Diabetes UK provides accessible resources on managing diabetes in older age, and the NHS website offers guidance on recognising and treating hypoglycaemia. Open communication with the GP or practice nurse remains the most important safeguard — no concern about blood glucose management is too small to raise.
Finally, if you or a healthcare professional suspects that a diabetes medicine has caused an unwanted side effect, this can be reported via the MHRA Yellow Card Scheme (available at yellowcard.mhra.gov.uk). Reporting helps to improve the safety of medicines for everyone.
Experiencing these side effects? Our pharmacists can help you navigate them →
Frequently Asked Questions
What is the recommended HbA1c target for elderly people with type 2 diabetes in the UK?
NICE NG28 recommends individualised targets for older adults. For frail or comorbid elderly patients, UK expert consensus supports a relaxed target of 58–64 mmol/mol (7.5–8.0%) to reduce the risk of hypoglycaemia, rather than the standard 48–53 mmol/mol applied to younger, fitter adults.
Why is hypoglycaemia particularly dangerous in older adults with type 2 diabetes?
Older adults are more vulnerable to hypoglycaemia because they often have reduced awareness of symptoms and slower physiological recovery. Consequences can include falls, hip fractures, cardiac arrhythmias, acute confusion, and hospitalisation — risks that outweigh the long-term benefits of tight glycaemic control in frail individuals.

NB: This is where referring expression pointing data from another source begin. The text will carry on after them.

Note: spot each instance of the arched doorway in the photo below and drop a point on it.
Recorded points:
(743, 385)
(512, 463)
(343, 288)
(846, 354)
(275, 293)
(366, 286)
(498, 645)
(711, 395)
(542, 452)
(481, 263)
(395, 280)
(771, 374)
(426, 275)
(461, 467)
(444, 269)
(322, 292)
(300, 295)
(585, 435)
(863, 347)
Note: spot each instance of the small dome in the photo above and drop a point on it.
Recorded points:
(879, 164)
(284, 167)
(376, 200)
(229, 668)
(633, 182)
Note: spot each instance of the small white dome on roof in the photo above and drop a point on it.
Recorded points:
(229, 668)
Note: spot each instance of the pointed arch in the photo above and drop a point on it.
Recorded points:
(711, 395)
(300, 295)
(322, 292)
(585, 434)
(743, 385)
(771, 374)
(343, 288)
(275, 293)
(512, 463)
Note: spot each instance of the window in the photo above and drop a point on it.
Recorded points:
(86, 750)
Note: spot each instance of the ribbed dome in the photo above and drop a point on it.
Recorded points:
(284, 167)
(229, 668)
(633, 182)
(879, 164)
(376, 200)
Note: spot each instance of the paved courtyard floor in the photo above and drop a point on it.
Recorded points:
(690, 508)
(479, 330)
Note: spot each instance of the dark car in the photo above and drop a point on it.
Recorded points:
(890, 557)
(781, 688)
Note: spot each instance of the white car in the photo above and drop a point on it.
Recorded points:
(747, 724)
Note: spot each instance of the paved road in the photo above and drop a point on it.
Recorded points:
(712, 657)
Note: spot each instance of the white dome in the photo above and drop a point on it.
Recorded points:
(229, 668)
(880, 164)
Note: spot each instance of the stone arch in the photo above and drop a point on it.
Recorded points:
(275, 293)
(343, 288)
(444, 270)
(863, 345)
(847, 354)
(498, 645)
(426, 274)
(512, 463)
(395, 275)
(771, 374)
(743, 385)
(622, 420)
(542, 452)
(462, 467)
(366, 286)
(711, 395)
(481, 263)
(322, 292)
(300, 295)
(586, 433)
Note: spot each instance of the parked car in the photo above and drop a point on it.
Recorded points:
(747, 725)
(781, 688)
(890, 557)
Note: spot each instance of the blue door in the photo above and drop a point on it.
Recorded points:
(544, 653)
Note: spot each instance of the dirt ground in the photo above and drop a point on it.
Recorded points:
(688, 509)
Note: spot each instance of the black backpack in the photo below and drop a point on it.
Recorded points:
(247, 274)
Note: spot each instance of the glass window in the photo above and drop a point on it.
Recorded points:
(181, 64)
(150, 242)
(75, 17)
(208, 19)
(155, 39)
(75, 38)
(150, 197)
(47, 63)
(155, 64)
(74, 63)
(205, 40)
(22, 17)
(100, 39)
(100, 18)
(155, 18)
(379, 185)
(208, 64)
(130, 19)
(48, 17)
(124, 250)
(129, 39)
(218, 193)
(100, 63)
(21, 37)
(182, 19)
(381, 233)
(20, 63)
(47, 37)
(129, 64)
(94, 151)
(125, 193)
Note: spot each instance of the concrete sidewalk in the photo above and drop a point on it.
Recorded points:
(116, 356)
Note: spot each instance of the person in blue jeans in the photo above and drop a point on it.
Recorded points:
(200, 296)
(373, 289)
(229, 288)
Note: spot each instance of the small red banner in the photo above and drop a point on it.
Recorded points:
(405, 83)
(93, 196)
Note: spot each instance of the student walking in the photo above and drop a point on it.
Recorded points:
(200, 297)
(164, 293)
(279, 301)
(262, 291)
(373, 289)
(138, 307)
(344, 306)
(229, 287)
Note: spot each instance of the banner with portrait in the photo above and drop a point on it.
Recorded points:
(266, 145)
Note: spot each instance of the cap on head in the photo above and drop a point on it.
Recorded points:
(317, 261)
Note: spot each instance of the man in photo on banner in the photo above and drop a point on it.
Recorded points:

When should HbA1c targets be reviewed or de-intensified in an elderly patient with type 2 diabetes?
HbA1c targets should be reviewed at least annually and after any significant change in health, function, or medication. De-intensification — reducing doses or switching to lower-risk agents — should be actively considered if HbA1c is consistently below the agreed target, hypoglycaemic episodes are occurring, or the patient's frailty or life expectancy has changed.